For the past few years, we couldn’t go a day without news about a college program, or several college programs, moving from one conference to another. It was dizzying, confusing and many times annoying.


The moves, it seemed, never would slow down, but hopefully they have for a while. There are still moves pending, but it doesn’t look like there will be sweeping changes … at least for a couple of years before all the silliness probably will begin anew.

With the ACC officially adding three new members Monday, here’s a quick update of just some of the major moves and where we stand for the next year (Note: the SEC, Pac-12 and Big 12 stood pat during this round of realignment, although it’s silly that there are only 10 teams in the Big 12):

ACC: The conference officially added Notre Dame (not football), Pittsburgh and Syracuse on Monday. That brings the conference to 15 members, and for football, Syracuse will land in the Atlantic Division with Pittsburgh in the Coastal Division. Georgia Tech is the only ACC team that will play both the Orange and Panthers this upcoming season. Next summer, Louisville will replace Maryland, which jumps to the Big Ten (yes, it’s still the Big Ten with 14 members; they don’t major in math in that conference), and the Cardinals bring with them a strong athletics department. This year alone, Louisville won a BCS bowl and the men’s national basketball championship while reaching the women’s Final Four and the College World Series. For a conference that reportedly was on death’s door last year with Clemson and Florida State jumping to the Big 12 and Virginia Tech and N.C. State heading to the SEC, the ACC is in surprisingly good shape.

Big East: Remember all the years of debate about if the conference deserved to be at the big boy table of college football? We don’t have to worry about that any more after a split returned this conference to its roots of a basketball-first conference. And what a conference it will be with Butler, Creighton, DePaul, Georgetown, Marquette, Providence, Seton Hall, St. John’s Villanova and Xavier. It immediately becomes one of the best basketball conferences around. But football? Well, it won’t be relevant, not that it was much anyway before.

AAC: Without looking it up, if you know what AAC stands for and what its original members are, you win the big prize. The American Athletic Conference is born from the split with the Big East, and its members this year are Central Florida, Cincinnati, Connecticut, Houston, Louisville, Memphis, Rutgers, SMU, South Florida and Temple. Before it can even get settled in, the new conference will lose Rutgers to the Big Ten and Louisville to the ACC this time next year and will add East Carolina, Tulane and Tulsa. In 2015, Navy jumps aboard … Navy? Aboard? Get it? It’s hard to know what the conference will end up being because even though there are some solid programs in the group, there also are several struggling ones that were lucky to find a home. This conference will need time to come together to form a cohesive unit and an identity.

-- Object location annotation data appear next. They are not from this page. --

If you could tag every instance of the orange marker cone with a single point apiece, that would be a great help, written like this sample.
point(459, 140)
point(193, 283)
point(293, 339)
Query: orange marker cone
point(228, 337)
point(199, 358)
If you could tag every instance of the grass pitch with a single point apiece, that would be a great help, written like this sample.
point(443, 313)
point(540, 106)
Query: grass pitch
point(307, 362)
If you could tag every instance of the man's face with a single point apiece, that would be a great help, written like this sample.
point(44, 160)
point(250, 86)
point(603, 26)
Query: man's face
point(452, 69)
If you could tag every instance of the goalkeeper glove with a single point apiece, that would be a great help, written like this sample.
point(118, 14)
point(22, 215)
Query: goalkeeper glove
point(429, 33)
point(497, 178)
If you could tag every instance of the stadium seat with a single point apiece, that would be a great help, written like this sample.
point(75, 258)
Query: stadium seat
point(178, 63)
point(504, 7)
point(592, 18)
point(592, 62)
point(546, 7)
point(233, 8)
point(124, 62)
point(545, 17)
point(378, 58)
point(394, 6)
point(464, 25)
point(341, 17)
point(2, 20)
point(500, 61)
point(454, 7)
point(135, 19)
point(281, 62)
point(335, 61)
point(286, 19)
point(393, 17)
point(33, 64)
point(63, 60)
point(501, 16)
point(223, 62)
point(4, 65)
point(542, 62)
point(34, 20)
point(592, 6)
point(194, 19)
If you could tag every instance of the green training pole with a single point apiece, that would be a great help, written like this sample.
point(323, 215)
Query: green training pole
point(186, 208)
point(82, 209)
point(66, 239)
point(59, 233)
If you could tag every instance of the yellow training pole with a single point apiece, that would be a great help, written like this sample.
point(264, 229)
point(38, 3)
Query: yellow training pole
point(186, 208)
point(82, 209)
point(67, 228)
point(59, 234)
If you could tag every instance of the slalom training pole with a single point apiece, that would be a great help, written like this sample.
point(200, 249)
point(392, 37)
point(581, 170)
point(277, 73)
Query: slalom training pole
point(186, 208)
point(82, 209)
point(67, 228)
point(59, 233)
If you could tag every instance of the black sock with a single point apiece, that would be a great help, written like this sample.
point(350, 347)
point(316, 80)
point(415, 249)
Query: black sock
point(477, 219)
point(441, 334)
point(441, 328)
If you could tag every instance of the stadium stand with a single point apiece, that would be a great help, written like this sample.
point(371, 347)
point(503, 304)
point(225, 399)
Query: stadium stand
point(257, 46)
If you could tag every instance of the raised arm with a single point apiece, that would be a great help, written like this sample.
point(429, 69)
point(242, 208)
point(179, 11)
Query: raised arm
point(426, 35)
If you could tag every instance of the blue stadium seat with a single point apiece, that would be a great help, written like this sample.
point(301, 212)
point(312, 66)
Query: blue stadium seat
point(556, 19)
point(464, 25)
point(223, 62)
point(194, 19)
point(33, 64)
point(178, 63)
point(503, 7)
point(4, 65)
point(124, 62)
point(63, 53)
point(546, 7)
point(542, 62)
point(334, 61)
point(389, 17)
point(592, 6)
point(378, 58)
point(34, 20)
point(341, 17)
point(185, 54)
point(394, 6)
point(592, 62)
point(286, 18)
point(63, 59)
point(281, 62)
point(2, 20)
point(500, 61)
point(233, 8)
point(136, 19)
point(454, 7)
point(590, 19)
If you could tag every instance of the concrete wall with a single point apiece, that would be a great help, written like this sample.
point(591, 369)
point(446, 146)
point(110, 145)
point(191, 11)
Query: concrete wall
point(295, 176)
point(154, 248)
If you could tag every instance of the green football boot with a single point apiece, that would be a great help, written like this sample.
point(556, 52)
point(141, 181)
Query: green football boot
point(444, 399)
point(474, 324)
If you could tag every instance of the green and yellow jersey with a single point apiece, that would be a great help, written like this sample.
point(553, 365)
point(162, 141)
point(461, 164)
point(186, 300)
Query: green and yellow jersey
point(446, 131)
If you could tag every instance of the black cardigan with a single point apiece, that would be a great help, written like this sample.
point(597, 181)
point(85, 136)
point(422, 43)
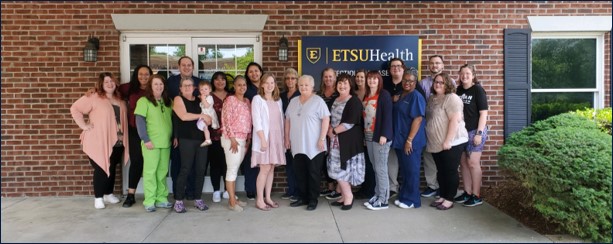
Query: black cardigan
point(351, 142)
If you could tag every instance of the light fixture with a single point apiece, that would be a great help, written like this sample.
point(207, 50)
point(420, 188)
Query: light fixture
point(283, 48)
point(90, 52)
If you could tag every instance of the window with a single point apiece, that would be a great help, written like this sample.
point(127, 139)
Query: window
point(162, 58)
point(565, 73)
point(216, 42)
point(230, 55)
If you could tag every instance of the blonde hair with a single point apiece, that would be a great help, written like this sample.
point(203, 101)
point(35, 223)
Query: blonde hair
point(275, 92)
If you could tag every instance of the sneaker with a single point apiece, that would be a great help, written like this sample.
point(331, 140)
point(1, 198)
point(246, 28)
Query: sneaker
point(179, 207)
point(325, 193)
point(473, 201)
point(110, 198)
point(217, 196)
point(403, 205)
point(334, 195)
point(163, 205)
point(200, 205)
point(150, 208)
point(462, 198)
point(371, 201)
point(429, 192)
point(377, 206)
point(99, 203)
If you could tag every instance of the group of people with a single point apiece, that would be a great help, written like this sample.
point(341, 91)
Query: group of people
point(344, 133)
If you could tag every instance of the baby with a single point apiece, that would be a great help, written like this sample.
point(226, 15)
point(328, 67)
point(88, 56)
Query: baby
point(206, 105)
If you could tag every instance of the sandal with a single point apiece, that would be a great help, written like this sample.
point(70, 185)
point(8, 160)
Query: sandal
point(336, 204)
point(442, 207)
point(435, 204)
point(266, 208)
point(273, 205)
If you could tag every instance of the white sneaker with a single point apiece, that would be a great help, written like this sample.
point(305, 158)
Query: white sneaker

Boise State/BYU: Where did they end up? Well, they didn’t end up where they should have. Just think of these two programs competing (in football at least) with the top programs in the Big 12 (actually giving the conference 12 teams) or maybe the Pac-12 (which would be up to 14, although it likely would actually change its name to match its membership). But Boise State, which was supposed to jump to the Big East before its split, ended up in the Mountain West Conference (another prize if you can name its members), while BYU has chosen independence in football. If those two joined the Big 12 or Pac-12, one of those conferences might be able to give the SEC a run for its money.

Peach State moves: Conference realignment even struck home right here in the Peach State. With teams moving all over the place, the Sun Belt was looking for schools to fill holes. Georgia State, which was previously in the Colonial Athletic Conference, and Georgia Southern, which has competed in FCS, fit the bill and will join the Sun Belt next year. It should be interesting to see the Panthers and Eagles in the same conference since they haven’t played in football and there seems to be some animosity between the two fan bases. Then the realignment hit right here in Macon with Mercer being tabbed to fill the holes the Southern Conference had after it lost Georgia Southern and Appalachian State. Mercer was the final original member of the A-Sun (TAAC at the time), and the Bears’ move to the Southern Conference coincides with an addition of scholarship football. Mercer should fit in well with schools like Furman, Wofford, Samford, The Citadel, ETSU and Chattanooga to form a solid conference … if the conference can avoid losing any more members.

But that’s the unknown moving forward. It looks like things have finally settled down for a bit, but that could all change tomorrow.